Am Ende fanden sich 40 Patienten in der Scheininjektionsgruppe, 39 in der Kochsalzlösungsgruppe und 37 in der Glucocorticoid-Gruppe: Das mittlere Alter betrug 42 Jahre und 60% der Patienten waren Männer. Im Schnitt litten die Patienten seit 46 bis 63 Wochen unter Rückenschmerzen, seit 27 bis 58 Wochen unter radikulären Schmerzen, die ins Bein ausstrahlten, und die mittlere Dauer der Krankschreibung wegen der Beschwerden betrug zwischen 14 und 21 Wochen. Die meisten Patienten hatten ein L5/S1-Syndrom. Die Kernspintomographie zeigte bei zwei Drittel der Patienten eine Bandscheibenprotrusion.

Weder für den primären Endpunkt noch für alle sekundären Endpunkte ergab sich nach 6, 12 und 52 Wochen ein Unterschied zwischen den drei Therapiegruppen.

Kommentar

Es ist ein großer Verdienst der Arbeitsgruppe aus Norwegen, zu dieser schmerztherapeutisch sehr umstrittenen Fragestellung jetzt eine vernünftige randomisierte und Plazebo-kontrollierte Studie durchgeführt zu haben.
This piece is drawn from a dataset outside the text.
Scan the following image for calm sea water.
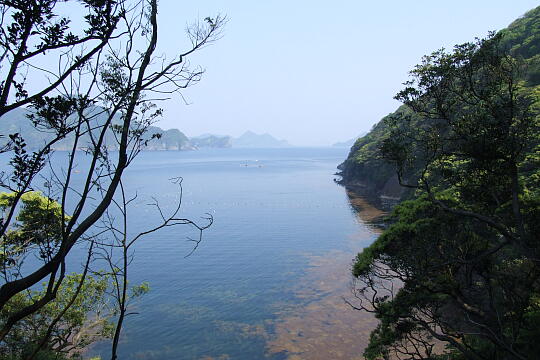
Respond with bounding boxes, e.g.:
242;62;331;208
52;148;376;360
In früheren Studien war immer wieder kritisiert worden, dass nicht völlig ausgeschlossen werden kann, dass die Injektion eines größeren Volumens (z.B. 20 ml) physiologischer Kochsalzlösung eine biologische Wirkung haben könnte. Daher haben die Autoren in der vorliegenden Studie richtigerweise auch eine Gruppe mit Scheininjektionen untersucht. Insgesamt zeigt die Studie, dass ganz offenbar der Spontanverlauf dieser Beschwerden relativ gut ist und dass epidurale Glucocorticoid-Injektionen keinen therapeutischen Effekt haben.

Quelle

Iversen T, et al. Effect of caudal epidural steroid or saline injection in chronic lumbar radiculopathy: multicentre, blinded, randomised controlled trial. BMJ 2011;343:d5278.